A question of aircraft recognition

The Department of Research handles in excess of 6,000 enquiries a year and some enquiries are not always as simple as they should be, often a little bit of supplied information, can be misleading. We have been assisting a reader who has been researching the life of Air Commodore Whitney Straight. Amongst the images he made copies of was this one which he later emailed us to identify the aircraft.

Northrop Nomad, Baghdad 1944

We were told that he believed it was taken in Italy, somewhere along the Adriatic coast, in March 1944 (using the American dating convention) due to the other photographs on that album page. Whilst sceptical about the date I saw no reason to doubt the rest of the information so with the aid of a colleague I set about checking aircraft types in use in Italy at the time. After a few minutes without anything jumping out as being correct I wondered whether we going in the right direction and decided to go back to the beginning and start again using only the information we were certain of.

The photograph depicted an unidentified aircraft in an unknown location that may or may not be in Italy. Now, we aren’t expected to be able to immediately recognise every aircraft flown, but once I had put aside the Italian connection and looked again at the subject I had the nagging feeling it was an American design. Rather than an Italian aircraft what we were looking at was a Northrop model 8-A, known to the Americans as the A-17 and the British as the Nomad.

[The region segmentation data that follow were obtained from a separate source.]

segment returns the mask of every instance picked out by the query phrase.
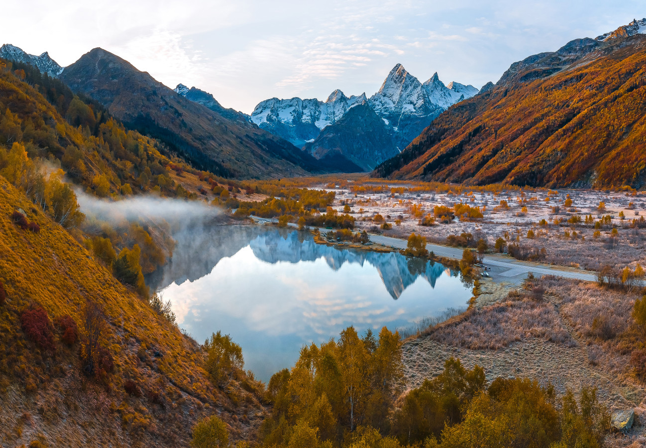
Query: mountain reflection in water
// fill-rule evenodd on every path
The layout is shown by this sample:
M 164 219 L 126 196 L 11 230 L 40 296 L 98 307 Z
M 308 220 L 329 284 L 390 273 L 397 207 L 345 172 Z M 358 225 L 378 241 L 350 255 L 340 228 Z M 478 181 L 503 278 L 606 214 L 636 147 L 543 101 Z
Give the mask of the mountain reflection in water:
M 245 368 L 264 381 L 290 367 L 302 345 L 349 325 L 395 330 L 471 297 L 471 285 L 439 263 L 317 244 L 304 232 L 213 226 L 174 237 L 172 259 L 147 277 L 149 286 L 199 341 L 231 334 Z

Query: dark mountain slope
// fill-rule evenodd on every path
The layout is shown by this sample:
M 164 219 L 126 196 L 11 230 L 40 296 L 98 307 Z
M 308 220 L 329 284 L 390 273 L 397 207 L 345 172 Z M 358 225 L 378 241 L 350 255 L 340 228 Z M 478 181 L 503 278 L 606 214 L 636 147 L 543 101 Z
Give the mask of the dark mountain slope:
M 513 64 L 494 87 L 441 114 L 375 175 L 643 186 L 646 35 L 605 39 L 577 39 Z
M 81 56 L 59 78 L 196 167 L 238 178 L 298 176 L 318 169 L 313 158 L 289 142 L 187 100 L 101 48 Z
M 178 84 L 173 90 L 187 100 L 198 103 L 232 122 L 251 122 L 251 121 L 249 115 L 245 115 L 235 109 L 224 107 L 212 94 L 196 87 L 189 89 L 183 84 Z
M 303 151 L 317 158 L 342 156 L 361 171 L 370 171 L 399 153 L 388 127 L 367 103 L 352 107 L 338 122 L 324 127 Z

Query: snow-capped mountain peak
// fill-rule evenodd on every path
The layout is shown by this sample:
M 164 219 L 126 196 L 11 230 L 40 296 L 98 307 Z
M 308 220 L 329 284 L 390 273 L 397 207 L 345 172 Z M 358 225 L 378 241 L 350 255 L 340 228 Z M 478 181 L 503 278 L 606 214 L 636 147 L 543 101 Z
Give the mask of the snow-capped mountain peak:
M 339 89 L 335 90 L 332 93 L 329 94 L 329 96 L 328 99 L 325 100 L 326 103 L 333 103 L 337 101 L 347 101 L 348 97 L 340 91 Z
M 36 56 L 33 54 L 28 54 L 21 48 L 12 45 L 10 43 L 5 43 L 0 47 L 0 58 L 4 58 L 10 61 L 30 64 L 37 67 L 41 73 L 47 73 L 52 77 L 57 76 L 63 72 L 63 67 L 50 58 L 49 53 L 47 52 L 45 52 L 39 56 Z
M 646 34 L 646 17 L 641 20 L 634 19 L 627 25 L 620 27 L 612 32 L 601 34 L 594 40 L 605 41 L 608 39 L 625 37 L 635 34 Z
M 450 82 L 446 87 L 448 87 L 450 90 L 452 90 L 456 93 L 464 95 L 465 100 L 477 95 L 479 91 L 477 89 L 470 84 L 468 85 L 464 85 L 464 84 L 457 83 L 455 81 Z
M 173 90 L 177 92 L 182 96 L 186 96 L 186 94 L 187 94 L 189 92 L 189 91 L 191 89 L 180 83 L 178 84 L 177 87 L 173 89 Z
M 470 85 L 453 83 L 452 86 L 453 89 L 444 85 L 437 72 L 422 84 L 398 63 L 390 71 L 379 91 L 370 98 L 365 92 L 348 96 L 337 89 L 324 101 L 298 98 L 271 98 L 256 106 L 251 120 L 261 128 L 302 147 L 319 134 L 324 136 L 321 131 L 337 125 L 349 110 L 367 104 L 381 119 L 380 125 L 382 127 L 382 123 L 388 127 L 396 148 L 401 151 L 444 110 L 478 92 Z M 368 115 L 362 116 L 362 119 Z M 365 120 L 362 122 L 365 122 Z M 373 122 L 371 123 L 372 125 Z M 348 123 L 339 125 L 347 126 Z M 333 132 L 326 134 L 328 136 L 333 134 Z

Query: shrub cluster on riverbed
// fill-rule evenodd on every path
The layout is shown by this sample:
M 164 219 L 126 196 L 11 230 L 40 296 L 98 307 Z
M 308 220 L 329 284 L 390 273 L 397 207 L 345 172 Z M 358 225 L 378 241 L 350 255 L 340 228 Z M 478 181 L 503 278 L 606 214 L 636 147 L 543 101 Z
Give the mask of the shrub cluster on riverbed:
M 385 327 L 378 338 L 349 327 L 338 341 L 304 347 L 294 367 L 269 381 L 271 413 L 256 445 L 592 447 L 609 427 L 594 389 L 559 399 L 528 378 L 488 384 L 481 367 L 451 357 L 438 376 L 401 395 L 402 370 L 399 335 Z M 214 416 L 202 421 L 193 445 L 229 446 L 225 426 Z

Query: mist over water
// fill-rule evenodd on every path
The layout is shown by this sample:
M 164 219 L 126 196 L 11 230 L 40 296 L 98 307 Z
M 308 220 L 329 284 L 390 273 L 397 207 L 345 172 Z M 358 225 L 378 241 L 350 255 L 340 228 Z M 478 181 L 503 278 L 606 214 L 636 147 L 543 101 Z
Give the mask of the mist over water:
M 83 213 L 114 224 L 124 220 L 136 220 L 143 217 L 152 220 L 163 220 L 168 222 L 195 225 L 222 213 L 220 209 L 202 201 L 153 195 L 109 200 L 77 191 L 76 197 Z
M 147 276 L 199 342 L 218 330 L 242 347 L 245 368 L 267 381 L 300 347 L 407 326 L 464 306 L 472 285 L 439 263 L 340 249 L 304 232 L 258 226 L 188 226 L 170 262 Z

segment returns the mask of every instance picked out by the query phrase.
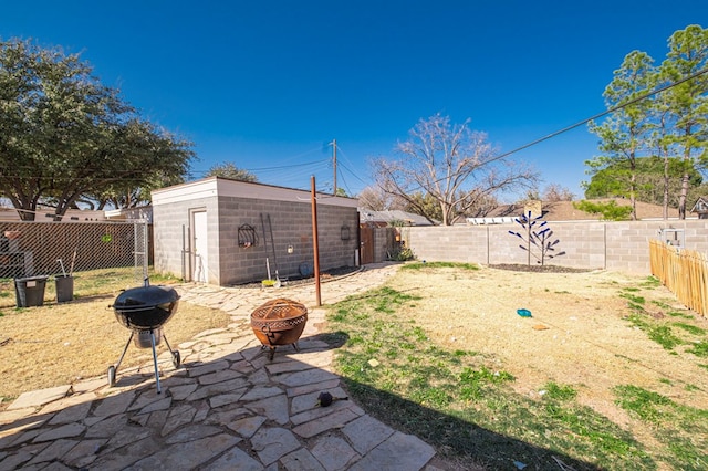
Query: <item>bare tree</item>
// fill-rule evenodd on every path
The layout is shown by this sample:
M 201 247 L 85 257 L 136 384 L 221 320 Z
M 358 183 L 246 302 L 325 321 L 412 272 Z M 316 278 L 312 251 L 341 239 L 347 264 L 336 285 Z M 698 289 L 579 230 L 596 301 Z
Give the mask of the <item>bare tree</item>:
M 419 192 L 429 195 L 440 207 L 442 224 L 450 226 L 457 214 L 483 198 L 535 182 L 535 172 L 499 157 L 487 135 L 471 130 L 468 124 L 469 119 L 452 125 L 440 114 L 420 119 L 409 139 L 396 146 L 397 158 L 373 163 L 379 188 L 431 219 L 419 207 L 420 199 L 414 198 Z
M 366 187 L 358 195 L 358 205 L 372 211 L 384 211 L 389 208 L 391 195 L 378 187 Z
M 575 199 L 575 195 L 559 184 L 551 184 L 543 190 L 543 201 L 558 202 L 572 201 L 573 199 Z

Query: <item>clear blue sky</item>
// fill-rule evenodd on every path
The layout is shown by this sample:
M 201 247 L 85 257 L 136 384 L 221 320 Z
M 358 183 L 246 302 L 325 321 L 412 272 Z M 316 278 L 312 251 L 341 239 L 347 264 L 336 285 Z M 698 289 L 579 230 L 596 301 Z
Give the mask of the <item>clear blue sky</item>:
M 195 143 L 192 177 L 232 161 L 266 184 L 371 184 L 368 160 L 436 113 L 510 151 L 605 109 L 633 50 L 708 27 L 705 0 L 8 1 L 0 36 L 80 52 L 142 115 Z M 581 195 L 581 126 L 512 156 Z

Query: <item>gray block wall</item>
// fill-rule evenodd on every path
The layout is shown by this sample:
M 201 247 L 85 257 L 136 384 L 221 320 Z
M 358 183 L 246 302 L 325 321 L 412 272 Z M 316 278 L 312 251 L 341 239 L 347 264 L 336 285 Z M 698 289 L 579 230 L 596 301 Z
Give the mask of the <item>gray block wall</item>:
M 546 260 L 546 264 L 582 269 L 607 269 L 628 273 L 650 274 L 649 240 L 659 239 L 662 229 L 678 229 L 685 236 L 685 247 L 708 252 L 708 220 L 669 221 L 580 221 L 549 222 L 556 252 L 566 254 Z M 418 260 L 468 262 L 481 264 L 528 262 L 523 244 L 509 231 L 521 226 L 452 226 L 403 228 L 404 240 Z M 537 260 L 531 258 L 531 263 Z
M 212 196 L 154 206 L 155 270 L 158 273 L 191 280 L 190 254 L 184 250 L 190 250 L 190 212 L 204 209 L 209 233 L 209 283 L 232 285 L 266 280 L 267 259 L 272 279 L 277 270 L 281 278 L 294 278 L 301 275 L 301 265 L 314 268 L 310 201 Z M 261 214 L 266 221 L 266 238 Z M 356 208 L 319 203 L 317 222 L 320 271 L 354 265 L 358 240 Z M 243 224 L 251 226 L 256 232 L 257 243 L 252 247 L 239 245 L 238 230 Z M 343 226 L 350 229 L 347 240 L 342 240 Z
M 198 198 L 190 201 L 158 205 L 153 207 L 153 238 L 155 251 L 155 270 L 158 273 L 170 273 L 190 280 L 190 213 L 195 210 L 207 211 L 207 227 L 211 232 L 218 227 L 218 201 L 216 197 Z M 183 232 L 184 231 L 184 232 Z M 218 240 L 208 239 L 210 283 L 219 280 Z M 184 273 L 186 271 L 186 273 Z
M 261 214 L 266 222 L 266 234 Z M 242 224 L 254 228 L 256 245 L 239 247 L 238 228 Z M 348 240 L 342 240 L 342 226 L 350 229 Z M 321 272 L 354 265 L 356 228 L 356 208 L 317 205 Z M 310 202 L 222 197 L 219 199 L 218 233 L 222 285 L 266 280 L 268 265 L 272 279 L 275 278 L 275 270 L 280 278 L 295 278 L 301 275 L 301 265 L 305 272 L 314 268 Z

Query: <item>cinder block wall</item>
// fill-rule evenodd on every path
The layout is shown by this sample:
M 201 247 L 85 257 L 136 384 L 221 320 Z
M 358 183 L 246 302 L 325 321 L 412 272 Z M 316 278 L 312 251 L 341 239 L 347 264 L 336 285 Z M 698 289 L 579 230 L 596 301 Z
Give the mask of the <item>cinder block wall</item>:
M 211 232 L 218 227 L 217 198 L 199 198 L 190 201 L 174 202 L 170 205 L 158 205 L 153 207 L 153 237 L 155 251 L 155 270 L 158 273 L 171 273 L 176 276 L 183 276 L 183 270 L 186 271 L 186 278 L 189 280 L 191 264 L 189 254 L 183 250 L 189 250 L 189 232 L 190 230 L 190 211 L 206 210 L 207 227 Z M 184 230 L 184 237 L 183 237 Z M 208 240 L 208 280 L 210 283 L 217 283 L 219 280 L 219 254 L 218 240 L 209 238 Z M 184 263 L 184 269 L 183 269 Z
M 256 245 L 239 247 L 238 229 L 243 224 L 254 229 Z M 343 226 L 350 229 L 347 240 L 342 240 Z M 356 208 L 317 205 L 320 271 L 354 264 L 356 228 Z M 275 271 L 280 278 L 293 278 L 300 276 L 303 270 L 312 272 L 314 268 L 310 202 L 221 197 L 218 233 L 220 284 L 266 280 L 269 265 L 272 279 Z
M 579 221 L 549 222 L 556 252 L 565 255 L 546 264 L 583 269 L 607 269 L 649 274 L 648 241 L 659 239 L 662 229 L 684 230 L 685 247 L 708 252 L 708 220 L 686 221 Z M 524 242 L 509 233 L 520 224 L 410 227 L 402 234 L 418 260 L 482 264 L 527 263 Z M 535 264 L 537 259 L 531 258 Z

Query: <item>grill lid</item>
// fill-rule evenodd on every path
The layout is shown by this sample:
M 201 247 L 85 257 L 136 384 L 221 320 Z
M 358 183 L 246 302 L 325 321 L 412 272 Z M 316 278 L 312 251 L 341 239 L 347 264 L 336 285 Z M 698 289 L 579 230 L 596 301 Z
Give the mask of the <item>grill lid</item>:
M 113 303 L 115 316 L 124 326 L 149 329 L 165 324 L 177 311 L 179 294 L 168 286 L 132 287 Z

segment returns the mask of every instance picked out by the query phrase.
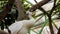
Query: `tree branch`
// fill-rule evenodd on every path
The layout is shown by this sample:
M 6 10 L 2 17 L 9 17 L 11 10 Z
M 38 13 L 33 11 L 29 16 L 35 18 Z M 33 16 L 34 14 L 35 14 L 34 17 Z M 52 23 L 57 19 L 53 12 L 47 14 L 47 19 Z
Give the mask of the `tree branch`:
M 17 18 L 17 21 L 20 21 L 20 20 L 23 20 L 23 19 L 28 19 L 28 16 L 25 13 L 25 9 L 22 6 L 21 1 L 15 0 L 15 3 L 16 3 L 17 10 L 18 10 L 18 18 Z
M 4 6 L 3 11 L 0 12 L 0 21 L 11 11 L 11 8 L 15 0 L 9 0 L 8 3 Z
M 50 0 L 42 0 L 41 2 L 33 5 L 33 6 L 29 9 L 29 11 L 31 11 L 31 12 L 32 12 L 32 11 L 35 11 L 37 8 L 43 6 L 44 4 L 48 3 L 49 1 L 50 1 Z

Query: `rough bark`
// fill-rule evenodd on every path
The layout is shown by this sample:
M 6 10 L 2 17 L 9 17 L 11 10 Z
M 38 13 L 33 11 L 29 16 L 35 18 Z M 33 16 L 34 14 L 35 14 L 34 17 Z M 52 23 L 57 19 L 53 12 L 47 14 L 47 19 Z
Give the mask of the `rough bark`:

Northrop Nomad Mk. I (AS974), port side view on ground (P009029)

With the type of aircraft established the location could be narrowed down by figuring out the operator. The relatively few operators of the type, coupled with the rare use of triangular shaped national markings, made this an easy task – although it helps that it was an area I have researched in the past. This particular Nomad belonged to the Royal Iraqi Air Force and bore their triangular markings.

Iraqi Air Force national markings

Not content to let it rest there we even made an attempt to identify the exact location of the photograph. The bridge had distinctive supports and balustrade, so taking Baghdad as the most likely place I made a quick check of the bridges spanning the river Tigris. One suspect stood out as a possible match, the Al Shahuda Bridge built in 1940. Unfortunately, we have not yet found any period material telling us what the stunt was in aid of or the pilot’s identity, although I presume the lack of any media meant he was successful in passing under the bridge.

De Havilland D.H.84M Dragon (23) of the Iraqi Air Force (P009703)

About the Author

Bryan Legate: Assistant Curator

I joined the RAF Museum as a shop assistant back in 2001, having been interested in the RAF from a very early age. I’ve been a member of the curatorial team since 2012 and relish the challenge of answering people’s enquiries. My main interest is in the less publicised, non-flying side of the Royal Air Force.